|
Is your business continuous?
CIOs
should use a business continuity plan to make their organisations less susceptible
to outages. Here are a few steps that will go a long way in ensuring continuous
operations and productivity in the workplace. by Lakshman Narayanaswamy
Business continuity is about making your business resilient
to events that are disruptive and affect the goals of your business. Taking
steps to keep your business continuous does not have to be complex and fraught
with options and possibilities.
In this article, we introduce the methodology behind business
continuity planning and aim to simplify what it takes to make your business
more continuous, and how to derive the biggest bang for the buck from your investment
in business continuity.
|
Business continuity is no longer
an option but a necessity. A successful plan has people, processes and
infrastructure to keep critical functions of the business available
|
Talking the talk
Business continuity and Disaster Recovery (DR) are two terms
that are used interchangeably. DR is an older term that is used for recovery
of IT systems. It also connotes a reactive approach to managing recovery. Business
continuity is the current usage that connotes a broader scope then just IT.
It also suggests a proactive approach in keeping the business available.
The approach to business continuity is common sense, just
like having a spare tyre in the car to avoid disruptions from nails on the road,
and a second gas cylinder in the kitchen to compensate for delivery delays.
Business owners and management must not dismiss business
continuity as an exercise only for the top 100. According to The New York Times
45,000 small businesses ceased to exist after the Sept 11 attack on the World
Trade Center as they could not absorb the loss of income and the operational
logistics of being around the disaster site.
Know thy business
An effective start to making your business more available
is to understand the various activities that connect a customer requirement
to its fulfillment. The goal of this exercise is to identify activities that
are critical to the running of the business.
Once critical activities are identified, the inputs, outputs
and various dependencies must be understood. As an example, in a manufacturing
enterprise, the goods production plant is critical for the viability of the
business. A key dependency of the manufacturing process could be the ERR system
that runs all the machinery in the plant.
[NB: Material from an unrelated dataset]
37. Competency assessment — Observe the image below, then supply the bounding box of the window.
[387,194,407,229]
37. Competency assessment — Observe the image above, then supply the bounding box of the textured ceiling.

The critical activity could be an IT application, for example,
ATOM banking and information in a banking enterprise.
Critical to business
When is an activity critical to the business? When the loss
of or inability to provide for the activity damages the business. The loss or
damage can be a financial impact or a qualitative measure like loss of reputation
and customer trust. It is very useful to understand the implication of loss
and quantify it.
As an example, banking industry figures suggest that thirty
minutes of downtime can translate to a loss of up to Rsv 2 crone. Based on the
impact of downtime, the management can determine recovery objectives. A key
recovery measure is Recover Time Objective (RTF), the amount of time the business
has before it must be available.
Having identified activities that are critical to a business,
the next step is to explore the vulnerability of the business to various kinds
of events.
Understand your business vulnerabilities
Tsunami and earthquakes make headlines and draw attention,
but experience tells us that unplanned events and acts of God account
for less then five percent of business downtime. Everyday events like software
and hardware errors, patch upgrades, configuration changes, network outages
and power failure cause over 80 percent of business outages.
A time-tested way to understand your business vulnerabilities
is to list all possible events that may occur. These include acts of God,
civil amenity failures, and people- and technology-related events.
For example, a list of events to consider are:
- Fire, flooding, building not accessible
- Power outage, A/C breakdown, water sprinklers going
on accidentally
- Telephone line down, computer hardware malfunction,
software crash
Against each event in the list, we assign probabilities of
occurrence and the potential impact of the event on the business. The management
then makes a decision on the kind of events that the business is going to protect
against and have a continuity plan for.
By identifying critical business functions and events to
protect against, the business continuity plan can address how the critical functions
can be made available when events occur.
IT DR plan
IT solutions are an integral part of an enterprise and are
often critical to the running of a business. Continuity of IT applications is
complex and has several components that must work together. A common mistake
is to have data replication in place and assume it is a DR plan for the application.
This is far from true.
Replication is one ingredient of a successful IT DR plan.
The ability to recover data, ensure application-level data consistency, failover
the application and redirect clients of the application is essential for successful
IT DR. A very critical part of a successful IT plan is regular testing of the
failover capabilities of the solution. Regular test drills ensure that the DR
solution will work for you when you need it.
Business continuity is a process and not a technology solution.
It is not a one-time effort. A plan that will work for you is one that involves
the right people, has processes in place and has IT and infrastructure support
to keep the business going.
An effective first step is to invest in a plan that gives
you the information you need to make decisions. Also, rather than plan for the
whole enterprise in a single exercise, it is effective if each department has
its own plan. This can then be tied together from an enterprise point of view.
Investment in a secondary site need not be just an insurance
policy. Many enterprises have been successful in offloading several offline
activities to a secondary data centre. Data warehousing is a good example of
an activity that can be done at the secondary site.
In summary, business continuity is no longer an option, but
a necessity. A successful plan has people, process and infrastructure to keep
critical functions of the business available.